In 1965, Bill Bright of Campus Crusade was looking for a tool to assist his organization carry out evangelism on college campuses and beyond. He came up with a little booklet, entitled Four Spiritual Laws which articulated his understanding of the gospel distilled down to four main points.
The Four Spiritual Laws were:
- God loves you and created you to know Him personally (John 3:16, John 17:3).
- Man is sinful and separated from God, so we cannot know Him personally or experience His love (Romans 3:23). A great gulf separates God from sinful humankind. Those separated from God will be punished with everlasting destruction and shut out from the presence of the Lord (2Thessalonians1:8-9).
- Jesus Christ is God’s only provision for man’s sin. Through Him alone we can know God personally and experience God’s love (Romans 5:8, I Corinthians 15:3-6, John14:6). God has bridged the gulf that separates us from God by sending Jesus to die on the cross to pay the penalty for our sins.
- We must individually receive Jesus Christ as Savior and Lord; then we can know God personally and experience His love. We must receive Christ by faith (Ephesians 2:8-9), and personally invite Him in (Revelation 3:20).
For the rest of the 20th century, many evangelicals considered a presentation of these Four Spiritual Laws to be the best way to present the gospel in a nutshell. Millions of booklets were distributed around the world which resulted in many conversions to Christianity. Any critique of this booklet was countered with the observation that it was an effective tool to bring people to faith in Jesus.

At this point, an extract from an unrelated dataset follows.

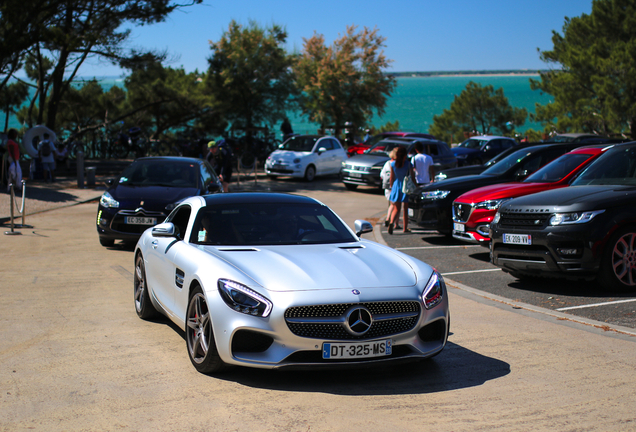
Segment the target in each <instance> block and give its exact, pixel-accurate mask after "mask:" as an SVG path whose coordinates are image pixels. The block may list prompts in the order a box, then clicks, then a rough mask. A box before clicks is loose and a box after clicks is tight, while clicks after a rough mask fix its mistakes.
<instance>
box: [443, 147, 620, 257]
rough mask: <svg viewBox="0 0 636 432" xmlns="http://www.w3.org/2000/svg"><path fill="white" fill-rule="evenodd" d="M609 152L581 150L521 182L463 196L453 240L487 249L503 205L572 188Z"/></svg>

But over the years I began to notice some cracks in this telling of the story. I began to wonder who had created the great gulf. Had God created it because God couldn’t stand getting up close to God’s own creation? Why was the gulf there between God and me before I had even sinned consciously? Did God have to be paid off by the cruel death of Jesus so God could undergo a mind change about sinful people? Or was the penalty paid to the Devil, as some thought? What would really happen to those who never got their hands on one of these booklets so they could do what it recommended? Other than getting oneself across that wide gulf and then handing out more booklets, what else did this experience call us to?
It has been a long journey for me personally to come to the realization that there is a better way to tell the biblical story of salvation. Through study, reflection, listening and learning I have discovered and adopted a new set of Four Spiritual Laws. I call them laws to contrast the story they tell to the one Bill Bright had us hooked on for many decades. It would perhaps be better to refer to them as chapters, pillars of truth or major movements in the gospel drama.
- Everyone starts with an original blessing. Genesis 1 affirms that everything that was created was good and it was all inter-connected. God declared that humankind was created in “our” image, letting us in on the reality that God dwells in relationship and that we are created to live in relationship with God and one another. Through this lens we perceive that we are all “Children of God.” We belong together with God and one another and this is good. What God has brought together no one should try to separate.
- We live with the illusion of separation from God because wrong choices we make obscure the original blessing. The story of Cain and Abel reminds us that sin is always crouching at the door tempting us to think and act in ways that blur the fact that we are children of God. The more we yield to this temptation, the more we begin to believe the illusion that we are separated from God. The debris left behind by wrong choices covers the greater truth of our original blessing. Such a default illusion makes sin a much more serious matter than simple disobedience.
- Jesus becomes one of us to help us re-imagine our original blessing and re-connect us consciously to God, others and all of creation. This allows us to become children of God in the true depth and intimacy that comes with a re-discovered original blessing. Jesus’ life, death and resurrection open up the way for us to become our true selves, our children-of-God selves. Jesus helps us change our mind about God. God’s mind about us never needed changing because God is Love. When we truly experience this deep connection with God and all creation, we begin acting in ways that bring all things together.
- The end of the story happens when God has reconciled all of God’s creation back to the conscious state of original blessing. Revelation 21 and 22 picture this grand coming together as a bride and bridegroom consummating their marriage. All of heaven and earth are brought together, as it was in the beginning. Our role throughout this story is to remember the togetherness from which we come and lean into the togetherness that God is moving all creation toward in the end.
This version of Four Spiritual Laws is Good News from start to finish. It is the story of a good God always at work to re-member whatever has been dis-membered in life. And we are called to be open to allowing God to bring some of the end God has in store into the world in which we live. “Your kingdom come, your will be done, on earth as it is in heaven.”
Some think this story is too good to be true. But I find it to be a life-giving story and more believable than the earlier version which has a petty god consigning to eternal, conscious torment all those who don’t believe and act on Bill Bright’s four spiritual laws.